Indeks literasi keuangan Indonesia tahun 2016 mencapai angka 29,66 persen. Meningkat 7,82 persen dibanding tahun 2013. Meski demikian, angka tersebut masih tergolong rendah. Hanya sekitar 29,66 persen dari total jumlah penduduk Indonesia yang paham tentang lembaga, produk dan jasa keuangan.
Rendahnya literasi keuangan bisa dilihat dari kasus investasi illegal. Selama 2013-2017, anggota dari lima lembaga investasi ilegal mengalami kerugian setidaknya Rp 14,45 triliun. Kelima lembaga tersebut yaitu First Travel, Dream for Freedom, Pandawa Group, Koperasi Cipaganti, dan PT Primaz.

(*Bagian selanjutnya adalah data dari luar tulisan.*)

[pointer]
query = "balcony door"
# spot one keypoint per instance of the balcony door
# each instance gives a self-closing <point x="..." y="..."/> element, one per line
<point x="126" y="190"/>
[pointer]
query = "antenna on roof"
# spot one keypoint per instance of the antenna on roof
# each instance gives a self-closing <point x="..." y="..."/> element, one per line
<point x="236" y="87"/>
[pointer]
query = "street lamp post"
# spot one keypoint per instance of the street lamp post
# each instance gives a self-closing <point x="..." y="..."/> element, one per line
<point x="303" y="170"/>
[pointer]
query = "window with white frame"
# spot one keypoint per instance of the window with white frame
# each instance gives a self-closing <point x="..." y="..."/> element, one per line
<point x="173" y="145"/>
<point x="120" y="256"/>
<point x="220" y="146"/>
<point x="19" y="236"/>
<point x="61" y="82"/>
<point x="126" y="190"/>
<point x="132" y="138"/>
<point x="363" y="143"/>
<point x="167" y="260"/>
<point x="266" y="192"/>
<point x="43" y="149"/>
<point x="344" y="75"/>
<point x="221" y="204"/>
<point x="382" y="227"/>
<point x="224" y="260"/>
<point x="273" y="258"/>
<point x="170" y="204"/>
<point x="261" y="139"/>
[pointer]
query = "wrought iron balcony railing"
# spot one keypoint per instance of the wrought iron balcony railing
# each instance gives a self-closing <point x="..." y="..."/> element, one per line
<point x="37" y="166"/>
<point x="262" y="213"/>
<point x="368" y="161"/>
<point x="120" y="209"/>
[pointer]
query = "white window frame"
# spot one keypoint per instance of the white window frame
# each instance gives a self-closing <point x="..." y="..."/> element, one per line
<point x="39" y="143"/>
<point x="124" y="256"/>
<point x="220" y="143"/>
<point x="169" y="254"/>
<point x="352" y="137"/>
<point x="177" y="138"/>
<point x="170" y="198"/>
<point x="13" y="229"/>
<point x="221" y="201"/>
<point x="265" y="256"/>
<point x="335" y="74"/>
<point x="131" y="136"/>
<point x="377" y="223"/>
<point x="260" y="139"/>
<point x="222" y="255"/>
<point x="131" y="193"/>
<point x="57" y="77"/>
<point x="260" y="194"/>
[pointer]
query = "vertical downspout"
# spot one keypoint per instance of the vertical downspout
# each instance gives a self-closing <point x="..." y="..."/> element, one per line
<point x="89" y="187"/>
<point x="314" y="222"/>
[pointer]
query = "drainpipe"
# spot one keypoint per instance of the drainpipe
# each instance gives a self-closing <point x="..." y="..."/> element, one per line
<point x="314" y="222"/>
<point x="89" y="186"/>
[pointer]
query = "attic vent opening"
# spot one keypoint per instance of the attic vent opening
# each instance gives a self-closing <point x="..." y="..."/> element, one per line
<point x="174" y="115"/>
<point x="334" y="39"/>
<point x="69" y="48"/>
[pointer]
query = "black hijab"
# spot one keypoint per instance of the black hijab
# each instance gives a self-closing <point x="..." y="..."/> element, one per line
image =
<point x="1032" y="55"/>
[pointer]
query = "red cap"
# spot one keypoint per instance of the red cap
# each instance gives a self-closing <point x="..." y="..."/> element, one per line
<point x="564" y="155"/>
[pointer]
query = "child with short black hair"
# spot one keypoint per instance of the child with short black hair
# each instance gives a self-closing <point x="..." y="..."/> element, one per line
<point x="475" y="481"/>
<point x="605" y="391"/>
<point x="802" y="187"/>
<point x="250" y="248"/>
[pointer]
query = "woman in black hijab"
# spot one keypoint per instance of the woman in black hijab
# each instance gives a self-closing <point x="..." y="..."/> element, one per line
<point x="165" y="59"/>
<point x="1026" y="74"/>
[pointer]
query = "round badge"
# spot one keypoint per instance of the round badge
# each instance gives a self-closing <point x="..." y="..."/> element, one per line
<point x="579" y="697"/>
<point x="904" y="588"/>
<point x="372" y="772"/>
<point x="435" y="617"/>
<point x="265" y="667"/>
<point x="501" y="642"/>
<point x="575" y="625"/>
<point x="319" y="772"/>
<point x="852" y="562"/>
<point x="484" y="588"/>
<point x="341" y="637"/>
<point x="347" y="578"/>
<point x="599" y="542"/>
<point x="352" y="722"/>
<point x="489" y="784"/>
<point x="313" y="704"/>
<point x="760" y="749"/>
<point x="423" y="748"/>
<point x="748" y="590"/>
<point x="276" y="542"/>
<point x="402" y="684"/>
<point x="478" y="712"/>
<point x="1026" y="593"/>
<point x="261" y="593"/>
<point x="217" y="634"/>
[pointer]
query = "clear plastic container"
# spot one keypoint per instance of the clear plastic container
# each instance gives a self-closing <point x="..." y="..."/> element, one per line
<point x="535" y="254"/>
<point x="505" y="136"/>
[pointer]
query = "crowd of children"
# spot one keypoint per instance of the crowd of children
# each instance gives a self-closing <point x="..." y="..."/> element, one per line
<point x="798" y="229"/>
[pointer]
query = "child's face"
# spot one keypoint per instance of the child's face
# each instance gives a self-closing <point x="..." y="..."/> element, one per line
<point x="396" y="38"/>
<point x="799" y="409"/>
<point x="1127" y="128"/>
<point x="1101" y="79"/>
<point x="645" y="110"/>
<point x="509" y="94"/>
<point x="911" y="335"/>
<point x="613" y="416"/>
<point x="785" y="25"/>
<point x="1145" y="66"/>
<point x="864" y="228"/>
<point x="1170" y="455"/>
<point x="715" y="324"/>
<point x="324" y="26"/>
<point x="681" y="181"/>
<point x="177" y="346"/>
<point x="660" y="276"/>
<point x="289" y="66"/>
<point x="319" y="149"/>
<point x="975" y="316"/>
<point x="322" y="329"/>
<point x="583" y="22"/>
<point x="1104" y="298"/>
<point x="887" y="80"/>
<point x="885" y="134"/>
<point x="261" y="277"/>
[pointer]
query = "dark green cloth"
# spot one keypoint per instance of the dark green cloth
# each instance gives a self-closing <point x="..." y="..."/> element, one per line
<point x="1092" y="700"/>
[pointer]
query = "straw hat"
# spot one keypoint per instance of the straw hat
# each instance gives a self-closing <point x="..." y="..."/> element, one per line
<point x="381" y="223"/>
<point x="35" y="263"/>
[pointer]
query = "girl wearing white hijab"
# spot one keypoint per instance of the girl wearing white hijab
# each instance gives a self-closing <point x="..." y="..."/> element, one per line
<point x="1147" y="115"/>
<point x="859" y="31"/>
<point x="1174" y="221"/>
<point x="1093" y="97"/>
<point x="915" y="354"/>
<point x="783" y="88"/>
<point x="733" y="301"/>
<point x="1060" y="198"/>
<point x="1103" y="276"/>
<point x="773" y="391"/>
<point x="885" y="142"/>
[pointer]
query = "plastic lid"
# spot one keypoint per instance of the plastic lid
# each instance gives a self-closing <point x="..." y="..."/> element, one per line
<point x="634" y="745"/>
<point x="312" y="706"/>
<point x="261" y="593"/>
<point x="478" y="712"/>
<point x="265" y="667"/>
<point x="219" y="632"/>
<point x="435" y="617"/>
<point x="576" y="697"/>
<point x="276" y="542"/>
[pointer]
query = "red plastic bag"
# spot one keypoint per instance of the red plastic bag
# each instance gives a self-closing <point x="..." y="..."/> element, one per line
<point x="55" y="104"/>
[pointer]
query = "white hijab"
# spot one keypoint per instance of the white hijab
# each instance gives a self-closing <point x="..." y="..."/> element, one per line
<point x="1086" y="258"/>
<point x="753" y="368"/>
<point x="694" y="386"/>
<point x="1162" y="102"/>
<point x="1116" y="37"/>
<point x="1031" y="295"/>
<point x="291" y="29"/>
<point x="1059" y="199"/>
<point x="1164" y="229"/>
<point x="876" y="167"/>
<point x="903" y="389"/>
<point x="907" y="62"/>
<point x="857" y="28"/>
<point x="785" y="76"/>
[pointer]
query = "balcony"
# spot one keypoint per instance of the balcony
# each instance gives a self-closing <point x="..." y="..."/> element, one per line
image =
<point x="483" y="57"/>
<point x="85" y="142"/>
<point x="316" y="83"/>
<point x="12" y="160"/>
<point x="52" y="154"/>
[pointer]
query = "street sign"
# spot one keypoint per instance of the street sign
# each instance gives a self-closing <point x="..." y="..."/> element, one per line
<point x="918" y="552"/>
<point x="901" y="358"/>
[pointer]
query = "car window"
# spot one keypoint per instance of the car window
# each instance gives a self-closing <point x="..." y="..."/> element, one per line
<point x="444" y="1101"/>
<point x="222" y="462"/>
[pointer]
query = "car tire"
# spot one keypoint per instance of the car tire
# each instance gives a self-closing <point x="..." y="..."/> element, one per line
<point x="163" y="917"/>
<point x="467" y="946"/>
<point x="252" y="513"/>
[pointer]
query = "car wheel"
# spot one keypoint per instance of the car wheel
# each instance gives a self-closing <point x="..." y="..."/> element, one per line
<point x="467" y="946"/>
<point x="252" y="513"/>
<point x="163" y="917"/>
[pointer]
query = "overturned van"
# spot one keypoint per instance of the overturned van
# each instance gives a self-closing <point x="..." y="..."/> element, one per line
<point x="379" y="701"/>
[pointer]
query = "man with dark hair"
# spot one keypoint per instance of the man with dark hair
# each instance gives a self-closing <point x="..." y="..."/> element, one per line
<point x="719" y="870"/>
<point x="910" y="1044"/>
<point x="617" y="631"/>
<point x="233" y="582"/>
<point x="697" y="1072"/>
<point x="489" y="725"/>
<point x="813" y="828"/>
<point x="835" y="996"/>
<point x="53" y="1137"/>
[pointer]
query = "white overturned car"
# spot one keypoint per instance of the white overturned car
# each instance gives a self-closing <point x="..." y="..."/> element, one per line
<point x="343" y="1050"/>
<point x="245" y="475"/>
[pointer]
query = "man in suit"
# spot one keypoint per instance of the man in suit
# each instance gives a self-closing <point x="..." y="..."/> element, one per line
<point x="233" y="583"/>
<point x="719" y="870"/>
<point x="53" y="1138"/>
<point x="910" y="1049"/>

Pemerintah Indonesia kemudian membuat Strategi Nasional Literasi Keuangan Indonesia (SNLKI) pada tahun 2017. Tujuannya, meningkatkan kesadaran individu tentang pentingnya jasa keuangan. Sebab, pengetahuan terkait lembaga, produk dan jasa keuangan akan meningkatkan kualitas pengambilan keputusan dan pengelolaan keuangan.
SNLKI dijabarkan lebih detil melalui tiga strategi nasional. Pertama, meningkatkan kesadaran dan pemahaman masyarakat. Kedua, mendorong masyarakat memiliki tujuan dan perencanaan keuangan. Ketiga, memperluas dan mempermudah akses keuangan. Tiga strategi ini juga sebagai upaya pemerintah menaikkan literasi keuangan Indonesia menjadi 35 persen di tahun 2019.